Многое здесь переменилось, но Патриаршие, видимо, были из числа таких мест, которые трудно изменить до неузнаваемости – слишком сильна их собственная энергия, слишком глубоко уходит в прошлое. По всему периметру пруда тянулись рестораны, из них доносилась музыка, множество людей сидели на открытых верандах и лавочках или фланировали по дорожкам, но ощущение покоя, ясного и трепетного, как воздух над водой, было точно таким же, как тридцать лет назад, когда Нэла и Ванька приезжали в гости к тете Зое, папиной старшей сестре, и, пока родители сидели за чаем и скучными взрослыми разговорами у нее дома – вон в том доме с фигурами львов у входа – убегали играть на детскую площадку возле памятника Крылову. В Нэлу тогда влюбился мальчик из Ермолаевского переулка, в нее всегда кто-нибудь влюблялся – Ванька говорил, это потому, что она как спичка, она всегда думала, что брат имеет в виду ее телосложение, и лишь недавно он объяснил, что имел в виду ее способность поджигать своим задором.
Только Антона поджигать не требовалось. Может, поэтому у них ничего и не вышло когда-то.
– Подожди здесь, я минут через десять за тобой подъеду, – сказал он, когда дошли до угла. – Места поблизости не было, машину черт знает где пришлось оставить.

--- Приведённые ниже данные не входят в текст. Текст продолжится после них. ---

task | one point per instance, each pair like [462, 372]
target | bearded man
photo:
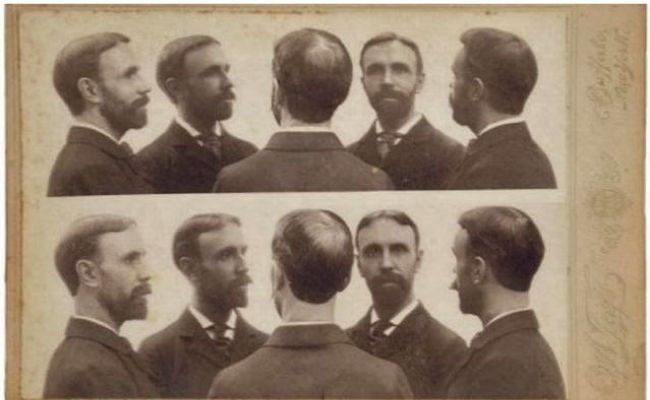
[101, 260]
[99, 80]
[401, 141]
[211, 334]
[193, 72]
[398, 328]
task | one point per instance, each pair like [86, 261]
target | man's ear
[88, 273]
[479, 271]
[173, 88]
[344, 284]
[418, 259]
[477, 89]
[89, 90]
[419, 84]
[189, 267]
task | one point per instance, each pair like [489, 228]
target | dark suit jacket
[425, 349]
[505, 157]
[509, 360]
[424, 159]
[92, 164]
[309, 362]
[93, 362]
[184, 360]
[176, 163]
[301, 162]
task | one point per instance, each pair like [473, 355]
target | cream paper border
[605, 191]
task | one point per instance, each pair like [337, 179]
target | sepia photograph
[313, 201]
[247, 102]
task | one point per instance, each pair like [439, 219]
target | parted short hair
[399, 217]
[505, 64]
[80, 59]
[186, 238]
[389, 37]
[509, 241]
[171, 61]
[314, 70]
[79, 242]
[313, 248]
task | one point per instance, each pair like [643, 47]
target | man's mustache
[389, 277]
[141, 102]
[141, 290]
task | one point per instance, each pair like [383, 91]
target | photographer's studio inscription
[608, 61]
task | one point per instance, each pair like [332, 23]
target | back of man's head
[505, 64]
[314, 71]
[508, 240]
[80, 59]
[313, 248]
[186, 238]
[80, 242]
[171, 61]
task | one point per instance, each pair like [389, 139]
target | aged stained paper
[586, 112]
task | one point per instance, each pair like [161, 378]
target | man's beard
[275, 106]
[389, 290]
[121, 116]
[133, 307]
[233, 296]
[470, 300]
[219, 108]
[462, 111]
[392, 105]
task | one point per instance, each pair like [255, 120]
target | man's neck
[393, 124]
[94, 118]
[294, 310]
[386, 312]
[90, 308]
[489, 117]
[288, 121]
[200, 124]
[215, 313]
[503, 302]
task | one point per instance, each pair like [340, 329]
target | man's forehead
[228, 233]
[385, 230]
[210, 53]
[117, 58]
[123, 241]
[393, 50]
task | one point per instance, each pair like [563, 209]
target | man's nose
[387, 262]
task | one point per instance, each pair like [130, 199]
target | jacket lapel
[367, 148]
[189, 147]
[402, 337]
[198, 342]
[409, 145]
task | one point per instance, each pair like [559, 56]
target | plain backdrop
[47, 304]
[248, 39]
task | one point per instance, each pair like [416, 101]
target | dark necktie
[377, 332]
[127, 149]
[386, 141]
[219, 335]
[211, 142]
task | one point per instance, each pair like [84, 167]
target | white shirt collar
[306, 129]
[206, 323]
[192, 131]
[505, 314]
[305, 323]
[507, 121]
[97, 322]
[96, 129]
[404, 129]
[398, 318]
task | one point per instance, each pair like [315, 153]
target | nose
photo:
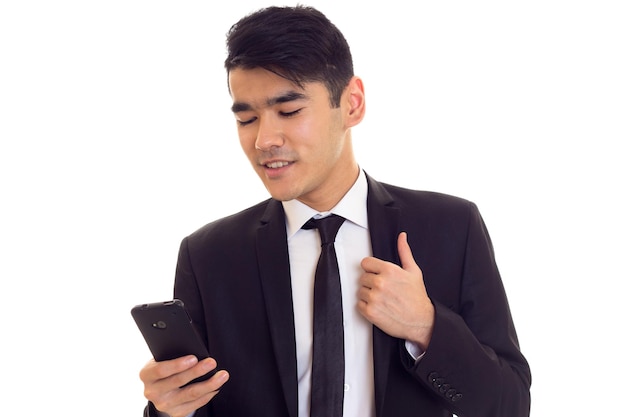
[269, 135]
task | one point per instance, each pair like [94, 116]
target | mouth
[276, 164]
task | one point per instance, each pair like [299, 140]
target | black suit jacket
[233, 276]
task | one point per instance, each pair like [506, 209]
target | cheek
[247, 140]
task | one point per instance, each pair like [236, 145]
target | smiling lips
[277, 164]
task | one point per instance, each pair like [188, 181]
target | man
[427, 328]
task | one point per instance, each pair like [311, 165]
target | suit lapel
[273, 260]
[383, 223]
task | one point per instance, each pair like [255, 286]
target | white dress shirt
[352, 244]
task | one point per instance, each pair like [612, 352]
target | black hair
[297, 43]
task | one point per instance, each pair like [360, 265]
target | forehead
[259, 88]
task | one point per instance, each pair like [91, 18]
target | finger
[406, 255]
[372, 265]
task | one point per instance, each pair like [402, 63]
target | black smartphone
[168, 331]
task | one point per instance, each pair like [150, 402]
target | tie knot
[327, 226]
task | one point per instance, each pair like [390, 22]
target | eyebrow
[283, 98]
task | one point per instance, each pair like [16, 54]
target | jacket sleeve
[474, 363]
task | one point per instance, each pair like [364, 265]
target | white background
[117, 141]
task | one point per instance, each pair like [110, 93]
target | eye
[246, 122]
[291, 113]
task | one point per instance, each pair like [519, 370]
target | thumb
[406, 255]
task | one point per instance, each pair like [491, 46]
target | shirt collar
[352, 207]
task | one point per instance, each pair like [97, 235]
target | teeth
[277, 164]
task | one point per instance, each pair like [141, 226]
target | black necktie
[327, 375]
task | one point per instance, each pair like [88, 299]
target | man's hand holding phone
[166, 384]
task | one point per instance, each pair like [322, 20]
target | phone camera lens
[159, 324]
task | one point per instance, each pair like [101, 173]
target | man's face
[297, 143]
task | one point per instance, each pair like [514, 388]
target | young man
[426, 326]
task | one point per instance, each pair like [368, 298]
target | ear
[354, 99]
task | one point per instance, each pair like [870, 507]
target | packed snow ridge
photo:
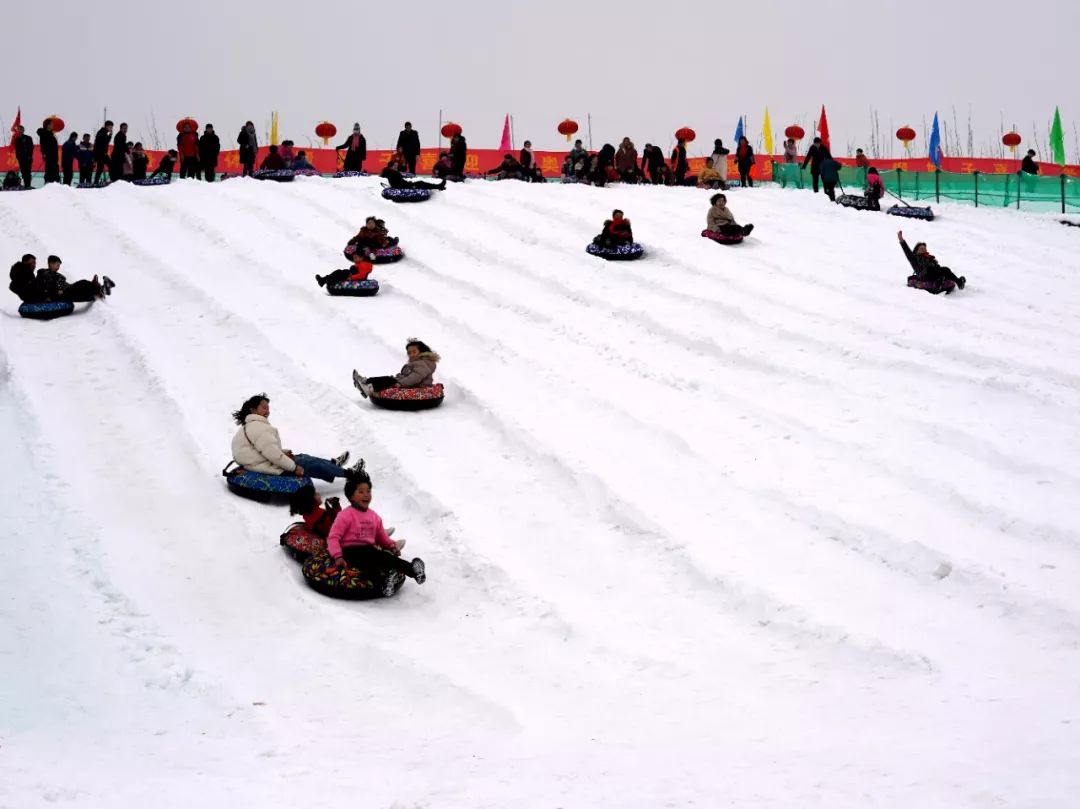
[751, 526]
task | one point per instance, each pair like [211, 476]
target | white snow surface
[750, 526]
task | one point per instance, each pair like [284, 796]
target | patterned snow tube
[723, 238]
[262, 487]
[300, 542]
[406, 194]
[408, 399]
[324, 576]
[849, 200]
[934, 287]
[382, 255]
[278, 175]
[46, 311]
[364, 288]
[912, 212]
[622, 253]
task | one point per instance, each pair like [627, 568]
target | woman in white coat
[257, 447]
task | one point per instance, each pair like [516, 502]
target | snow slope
[748, 527]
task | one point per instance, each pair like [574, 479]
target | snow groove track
[756, 522]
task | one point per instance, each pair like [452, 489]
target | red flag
[823, 129]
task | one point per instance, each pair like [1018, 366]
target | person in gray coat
[417, 373]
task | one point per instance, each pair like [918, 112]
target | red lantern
[325, 131]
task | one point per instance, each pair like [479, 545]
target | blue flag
[935, 145]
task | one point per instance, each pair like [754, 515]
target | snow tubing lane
[382, 255]
[406, 194]
[264, 487]
[300, 542]
[912, 213]
[408, 399]
[46, 311]
[934, 287]
[622, 253]
[324, 576]
[723, 238]
[355, 288]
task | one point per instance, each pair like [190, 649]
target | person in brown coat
[417, 373]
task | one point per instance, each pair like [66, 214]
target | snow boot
[418, 571]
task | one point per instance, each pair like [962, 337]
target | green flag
[1057, 138]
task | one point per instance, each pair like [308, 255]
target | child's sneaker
[418, 571]
[392, 582]
[360, 382]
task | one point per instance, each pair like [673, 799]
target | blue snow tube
[913, 212]
[622, 253]
[261, 486]
[46, 311]
[364, 288]
[406, 194]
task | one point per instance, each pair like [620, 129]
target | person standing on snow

– Комфортная среда? – усмехнулась Нэла.
– Ну а что, лучше было, когда в три ряда на газонах парковались? – пожал плечами Антон. – У нас тут теперь как в Европе.
Насчет газонов он был прав, но она рассердилась. Была какая-то неточность в его словах, но в чем она состоит, объяснить Нэла не могла, это и злило.
– Не подъезжай, – сказала она. – Я в метро.
Он, конечно, сразу заметил, что она рассердилась, но не расстроился, а замкнулся – глаза стали холодные. Ну и ладно. Было бы не только глупо, но и просто нечестно с ее стороны пытаться произвести на него впечатление получше. Он ведь тоже, наверное, оценивает, изменилась ли она, чтобы понять, стоит ли затевать с ней отношения заново. Вот и пусть оценивает объективно.
Дома стоял кавардак, обычный для гербольдовского дома вообще, а перед долгим путешествием особенно.
Папы, правда, не было: он терпеть не мог сборов и никогда в них не участвовал, полностью передоверяя это маме. Что мама способна на какое-либо системное действие, должно было казаться странным любому, кто ее знал, но только тому любому, кто знал ее поверхностно. Знавшие же ее близко, может, и удивлялись, как эта способность сочетается в ней с созерцательностью, безалаберностью, фантазиями и прочими подобными чертами, но знали также и то, что устраивать быт она умеет, хотя и с причудливым своеобразием.
Посередине гостиной, у ног Венеры Милосской, стояли два открытых чемодана, а по стульям, креслам, табуреткам и перилам ведущей наверх лестницы мама вчера вечером и сегодня утром раскладывала вещи, вынимая их из шкафов и ящиков. Вещей набралось много, и теперь она обходила комнату по периметру, собирала их, как грибы, и слоями складывала в чемоданы, свой и папин, или откладывала в сторону.
За этим занятием застала ее Нэла.
– Помочь? – на всякий случай спросила она.
– Зачем? – пожала плечами мама. – Через полчаса я закончу, чаю выпьем. Обеда, правда, нет.
– Я в городе пообедала.
– Посмотри пока фотографии. – Мама кивнула на лежащий на столе альбом. – Случайно в комоде нашла. Знаешь, в том, прадедушкином, который в мастерскую вынесли.